Friday morning’s failure was less energetic than an explosion of a Starship upper stage during testing at Massey’s in June. That incident caused widespread damage at the test site and a complete loss of the vehicle. The Booster 18 problem on Friday appeared to cause less damage to test infrastructure, and no Raptor engines had yet been installed on the vehicle.
Nevertheless, this is the point in the rocket development program at which SpaceX sought to be accelerating with development of Starship, and reaching a healthy flight cadence in 2026. Many of the company’s near-term goals rely on getting Starship flying regularly and reliably.
A full view of super heavy booster 18’s catastrophic damage during testing tonight. Very significant damage to the entire LOX tank section.

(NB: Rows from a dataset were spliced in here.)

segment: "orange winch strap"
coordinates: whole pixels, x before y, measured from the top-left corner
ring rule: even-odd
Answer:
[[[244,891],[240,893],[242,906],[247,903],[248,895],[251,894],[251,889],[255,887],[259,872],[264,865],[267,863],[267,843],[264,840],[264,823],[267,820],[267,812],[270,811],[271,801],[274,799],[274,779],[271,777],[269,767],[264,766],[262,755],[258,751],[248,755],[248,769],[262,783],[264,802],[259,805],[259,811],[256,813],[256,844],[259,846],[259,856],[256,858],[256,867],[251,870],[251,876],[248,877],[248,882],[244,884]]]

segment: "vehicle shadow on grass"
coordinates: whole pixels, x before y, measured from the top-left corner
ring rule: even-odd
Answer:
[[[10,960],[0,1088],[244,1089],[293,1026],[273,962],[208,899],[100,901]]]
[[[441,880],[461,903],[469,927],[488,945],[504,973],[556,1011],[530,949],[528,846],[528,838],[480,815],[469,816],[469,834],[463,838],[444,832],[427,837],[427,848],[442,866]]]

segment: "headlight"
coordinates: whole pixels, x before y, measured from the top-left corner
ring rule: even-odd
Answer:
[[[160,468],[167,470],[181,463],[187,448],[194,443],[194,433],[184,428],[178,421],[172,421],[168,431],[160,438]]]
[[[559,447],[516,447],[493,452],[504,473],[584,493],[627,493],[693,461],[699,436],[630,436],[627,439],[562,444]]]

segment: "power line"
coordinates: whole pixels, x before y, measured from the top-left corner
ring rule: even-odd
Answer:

11/21/25 pic.twitter.com/Kw8XeZ2qXW
— Starship Gazer (@StarshipGazer) November 21, 2025
With this upgraded vehicle SpaceX wants to demonstrate booster landing and reuse, an upper stage tower catch next year, the beginning of operational Starlink deployment missions, and a test campaign for NASA’s Artemis Program. To keep this Moon landing program on track it is critical that SpaceX and NASA conduct on on-orbit refueling test of Starship, which nominally was slated for the second half of 2026.
On this timeline the company was aiming to conduct a crewed lunar landing for NASA during the second half of 2028. From an outside perspective, before this most recent failure, that timeline already seemed to be fairly optimistic.
One of the core attributes of SpaceX is that it diagnoses failure quickly, addresses problems, and gets back to flying as rapidly as possible. No doubt its engineers are already poring over the data captured Friday morning, and quite possibly have already diagnosed the problem. The company is resilient and it has ample resources.
Nevertheless, this is also a maturing program. The Starship vehicle launched for the first time in 2023, and its first stage made a successful flight two years ago. Losing the first stage of the newest generation of the vehicle, during the initial phases of testing, can only be viewed as a significant setback for a program with so much promise, and so much to accomplish so soon.